防いでいただきたい紫外線 気になるシミ・シワのでき方と予防って 石川治先生(群馬大学皮膚科教授)
トップバッターは群馬大学の石川治先生。
「今回、注目したいのが何年間も蓄積された紫外線の影響です。」と講演がスタートしました。
肌のシミやシワをつくる大きな原因となっている紫外線。人間は生まれてから18歳までの間に、生涯浴びる紫外線量の約50%を浴びているとのこと。これには会場中が一斉に驚きの様子でした。
参加者も、子供のころからの紫外線対策に取り組むことの大切さを遅まきながらも実感させられたようです。一方、大人になった今からでも紫外線対策をはじめることが将来のシミ・シワ予防のためにも重要とお話されていました。
紫外線量は季節や時間、場所、天気などでも大きく異なるとも。
例えば、5月〜8月は紫外線量が冬場の約6倍になる、1日のうちで最も紫外線が強いのは10:00〜12:00の間、曇りの日でも晴れの日の50〜60%の紫外線がある、山などで高度が300m高くなると紫外線も4%高くなる、雪の中では紫外線が約2倍になるなど、具体的な注意ポイントを指導してくださいました。
保っていたいお肌のうるおい お肌が乾燥するとどうなるの? 江藤隆史先生(東京逓信病院皮膚科部長)
「皆さんは高級ブランドの皮製バックは手入れをちゃんとするのに、自分の皮(肌)はしっかりとした手入れをあまりしていないのでは?」とユーモアたっぷりに会場を沸かせていたのが江藤隆史先生。
学会で海外に出られたときに偶然見た皮膚の構造とよく似た形の土塀の写真などを交えながら、皮膚の構造など、一見すると難しい情報をわかり易い語り口調で説明してくださいました。
参加者も先生の口調に思わずお話に引き込まれていました。
ダメージから肌を守るためには、潤いのあるみずみずしい肌を保ち、肌のバリア機能を低下させないためのスキンケアがとても大切。

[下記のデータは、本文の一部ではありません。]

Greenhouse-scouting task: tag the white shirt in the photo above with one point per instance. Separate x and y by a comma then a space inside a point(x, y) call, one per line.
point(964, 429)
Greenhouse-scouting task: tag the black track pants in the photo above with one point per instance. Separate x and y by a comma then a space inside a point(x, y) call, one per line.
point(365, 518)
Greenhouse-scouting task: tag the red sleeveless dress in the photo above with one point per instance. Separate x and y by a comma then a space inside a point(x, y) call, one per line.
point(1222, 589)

特に肌の乾燥対策として「入浴後の保湿ケアが大切」と、入浴後20分以内の保湿ケアの重要さをお話されていました。
入浴後は入浴前より肌の水分量が下がっている、という比較データを見たことで参加された皆さんも大きくうなずき納得の様子でした。
保湿剤と日焼け止め 上手な選び方と使い方 鈴木裕二先生(花王株式会社スキンケア研究所副所長)
皮膚の専門家である先生方のあとを継いで最後にお話くださったのがスキンケア製品の専門家である鈴木裕二先生。
製品の基礎から、紫外線防止剤の種類の違いまで、とても丁寧にお話していただきました。
特に参加者の方が身を乗り出してメモを取りながら真剣に聞いていたのが、紫外線防止剤の種類の違い。紫外線防止剤と紫外線吸収剤という2種類の違いをわかりやすくソフトな語り口でご説明くださいました。
特に梅雨が明けると本格的な日焼けシーズンに突入するという6月だったということもあり、参加者の中には初めて聞く紫外線防止剤の各々の違いや、保湿剤上手な選び方と使い方についてメモを取っていたのが印象的でした。